Leveraging pre-trained checkpoints for summarization

@patrickvonplaten - What is the best loss you have achieved for RobertaShared or BertGPT2. As per my experiments, loss is stuck around 6 for long time. The notebook I have used is same you have shared.

Thanks.

@patrickvonplaten - Hi . I have trained a model as per this tutorial. https://huggingface.co/patrickvonplaten/roberta2roberta-share-cnn_dailymail-fp16 .
But its not working. As I mentioned above, loss is stuck around 6 and its not getting minimized further. Any ideas ? Model hasnt’ learned. anything

@patrickvonplaten - One more doubt. As per the example given in the roberta-share-cnn link, we have decoder_attention_mask created in map_to_encoder_decoder_inputs function right. My doubt is, if we use decoder_attention_mask, it will be using in the self attention calculation of decoder inputs. That actually violates the principle right, because decoder self attention mask should be a lower-triangular-matrix as it is supposed to follow causal masking. Right?

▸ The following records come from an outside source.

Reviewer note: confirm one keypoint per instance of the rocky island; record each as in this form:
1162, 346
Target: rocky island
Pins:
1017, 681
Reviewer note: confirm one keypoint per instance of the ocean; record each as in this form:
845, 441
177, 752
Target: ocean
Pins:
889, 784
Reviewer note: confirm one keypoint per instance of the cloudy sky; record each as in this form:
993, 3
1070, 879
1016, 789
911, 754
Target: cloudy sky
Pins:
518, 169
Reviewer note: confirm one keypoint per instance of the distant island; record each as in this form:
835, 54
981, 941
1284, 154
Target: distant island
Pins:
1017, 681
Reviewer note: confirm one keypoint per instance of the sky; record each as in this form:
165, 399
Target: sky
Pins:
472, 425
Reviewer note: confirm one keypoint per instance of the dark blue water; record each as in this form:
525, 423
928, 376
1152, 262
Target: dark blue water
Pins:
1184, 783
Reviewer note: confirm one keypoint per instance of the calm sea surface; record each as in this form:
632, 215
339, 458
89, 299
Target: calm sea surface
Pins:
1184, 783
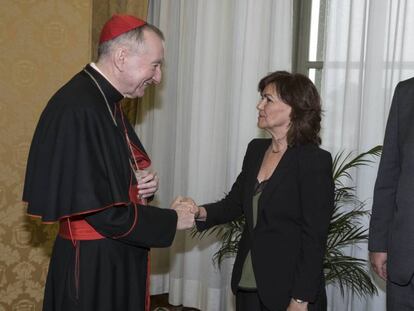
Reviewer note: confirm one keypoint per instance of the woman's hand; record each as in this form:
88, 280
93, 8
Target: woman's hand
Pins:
296, 306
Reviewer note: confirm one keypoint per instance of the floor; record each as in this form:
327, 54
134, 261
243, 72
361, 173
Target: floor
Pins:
160, 303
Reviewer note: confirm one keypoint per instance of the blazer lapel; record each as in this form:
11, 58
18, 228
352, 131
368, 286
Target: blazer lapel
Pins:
251, 179
278, 175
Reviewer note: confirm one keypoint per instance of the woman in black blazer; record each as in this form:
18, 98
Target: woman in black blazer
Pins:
286, 192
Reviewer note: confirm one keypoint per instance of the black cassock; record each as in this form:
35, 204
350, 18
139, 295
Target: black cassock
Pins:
79, 167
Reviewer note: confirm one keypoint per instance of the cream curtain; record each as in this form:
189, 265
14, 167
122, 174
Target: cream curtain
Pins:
203, 118
369, 49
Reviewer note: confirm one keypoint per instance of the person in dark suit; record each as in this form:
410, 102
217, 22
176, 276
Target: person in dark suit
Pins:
286, 193
391, 235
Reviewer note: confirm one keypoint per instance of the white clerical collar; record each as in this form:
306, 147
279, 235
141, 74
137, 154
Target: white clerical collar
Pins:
93, 65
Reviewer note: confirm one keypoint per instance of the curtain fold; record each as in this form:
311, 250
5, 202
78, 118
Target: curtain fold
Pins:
369, 48
203, 118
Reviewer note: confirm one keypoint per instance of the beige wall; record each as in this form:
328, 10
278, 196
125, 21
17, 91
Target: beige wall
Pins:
42, 44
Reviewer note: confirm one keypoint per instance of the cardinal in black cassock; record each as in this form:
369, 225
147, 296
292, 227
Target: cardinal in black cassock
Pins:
80, 172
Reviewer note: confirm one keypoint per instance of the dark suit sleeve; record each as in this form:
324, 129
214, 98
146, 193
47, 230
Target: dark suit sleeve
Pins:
144, 226
384, 203
229, 208
317, 202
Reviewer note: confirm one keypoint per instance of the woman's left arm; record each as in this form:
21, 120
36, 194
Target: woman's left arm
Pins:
317, 203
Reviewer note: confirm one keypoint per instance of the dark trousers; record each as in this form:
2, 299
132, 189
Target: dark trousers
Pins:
250, 301
400, 297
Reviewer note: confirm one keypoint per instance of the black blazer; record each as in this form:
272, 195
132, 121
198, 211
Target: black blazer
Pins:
288, 243
392, 221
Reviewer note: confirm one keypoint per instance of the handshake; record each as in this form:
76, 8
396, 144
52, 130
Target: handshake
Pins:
187, 212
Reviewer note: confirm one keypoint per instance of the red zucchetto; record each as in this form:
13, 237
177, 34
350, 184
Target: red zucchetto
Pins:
119, 24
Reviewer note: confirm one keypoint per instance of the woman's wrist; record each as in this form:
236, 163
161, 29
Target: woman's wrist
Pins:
201, 213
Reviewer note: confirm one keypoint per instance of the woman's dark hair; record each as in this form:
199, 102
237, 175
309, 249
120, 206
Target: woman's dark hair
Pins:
299, 92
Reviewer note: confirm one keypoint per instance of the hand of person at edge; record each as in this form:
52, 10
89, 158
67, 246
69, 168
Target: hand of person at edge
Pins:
295, 306
200, 212
379, 263
147, 183
185, 213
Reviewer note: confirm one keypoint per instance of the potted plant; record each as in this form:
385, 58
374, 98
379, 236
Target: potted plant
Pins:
345, 230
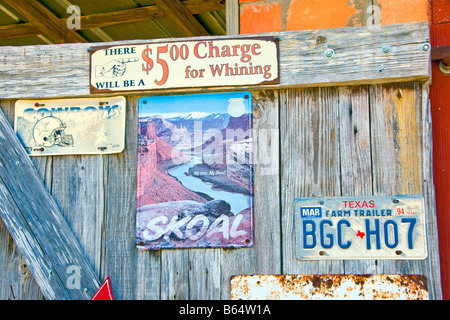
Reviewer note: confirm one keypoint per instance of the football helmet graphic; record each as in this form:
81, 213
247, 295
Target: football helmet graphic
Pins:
49, 131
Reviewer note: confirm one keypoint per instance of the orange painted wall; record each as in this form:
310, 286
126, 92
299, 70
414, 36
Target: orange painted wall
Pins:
289, 15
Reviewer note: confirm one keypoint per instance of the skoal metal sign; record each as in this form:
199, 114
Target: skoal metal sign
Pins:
201, 63
71, 126
373, 227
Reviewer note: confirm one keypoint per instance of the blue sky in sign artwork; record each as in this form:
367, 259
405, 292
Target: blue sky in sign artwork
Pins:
168, 106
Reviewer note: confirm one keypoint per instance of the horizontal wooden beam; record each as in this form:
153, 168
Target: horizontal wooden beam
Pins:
47, 71
107, 19
38, 228
182, 17
45, 21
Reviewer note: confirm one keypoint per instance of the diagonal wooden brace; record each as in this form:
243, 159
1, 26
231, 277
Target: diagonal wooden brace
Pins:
43, 237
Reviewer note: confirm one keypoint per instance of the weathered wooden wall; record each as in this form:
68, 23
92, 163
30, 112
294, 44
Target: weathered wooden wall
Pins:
328, 141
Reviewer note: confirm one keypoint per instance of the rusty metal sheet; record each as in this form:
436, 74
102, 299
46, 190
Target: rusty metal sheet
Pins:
71, 126
329, 287
372, 227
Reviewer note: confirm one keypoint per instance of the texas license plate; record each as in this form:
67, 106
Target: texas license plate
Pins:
71, 126
374, 227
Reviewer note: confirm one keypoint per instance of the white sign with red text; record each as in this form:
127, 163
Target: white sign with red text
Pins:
372, 227
202, 63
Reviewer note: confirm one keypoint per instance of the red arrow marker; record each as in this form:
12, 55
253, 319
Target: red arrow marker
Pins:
104, 292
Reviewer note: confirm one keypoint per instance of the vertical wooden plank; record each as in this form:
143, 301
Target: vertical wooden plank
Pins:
265, 256
205, 274
310, 164
433, 263
37, 225
77, 187
175, 274
397, 122
355, 155
133, 274
16, 281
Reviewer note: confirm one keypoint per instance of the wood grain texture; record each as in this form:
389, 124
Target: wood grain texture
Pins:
107, 19
182, 17
358, 60
308, 142
265, 255
45, 21
37, 225
309, 132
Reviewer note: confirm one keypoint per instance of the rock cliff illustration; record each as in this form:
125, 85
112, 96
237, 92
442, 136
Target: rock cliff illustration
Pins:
195, 175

Sorry, I have to update those model cards. Will try to do this next week. I got good results with RobertaShared. This is a better RobertaShared notebook: https://colab.research.google.com/drive/1vHZHXOCFqOXIvdsF8j4WBRaAOAjAroTi?usp=sharing

2 Likes

@s4sarath @patrickvonplaten I followed the tutorials to train xlmr2xlmr or xlmr2share model from https://colab.research.google.com/drive/1vHZHXOCFqOXIvdsF8j4WBRaAOAjAroTi?usp=sharing but loss is stuck around 5. Works good for mbert2mbert and mbert2share. @s4sarath how you resolve in your case? @patrickvonplaten any suggestion? (@patrickvonplaten great work in this line.)

1 Like

I would just try to play around with the learning rate and other hyperparameters (warmup_steps) until you see a better loss curve

1 Like

Sure @patrickvonplaten let me try. Thank you for the suggestion.

1 Like

@kaushal I agree with @patrickvonplaten . These models are super sensitive to learning rate. I will start with 1e-5.

if you want an example

PS: I m not trying to promote. Just an indication of help. Do the same thing in hugging face

1 Like

Thanks, @patrickvonplaten @s4sarath for your suggestions.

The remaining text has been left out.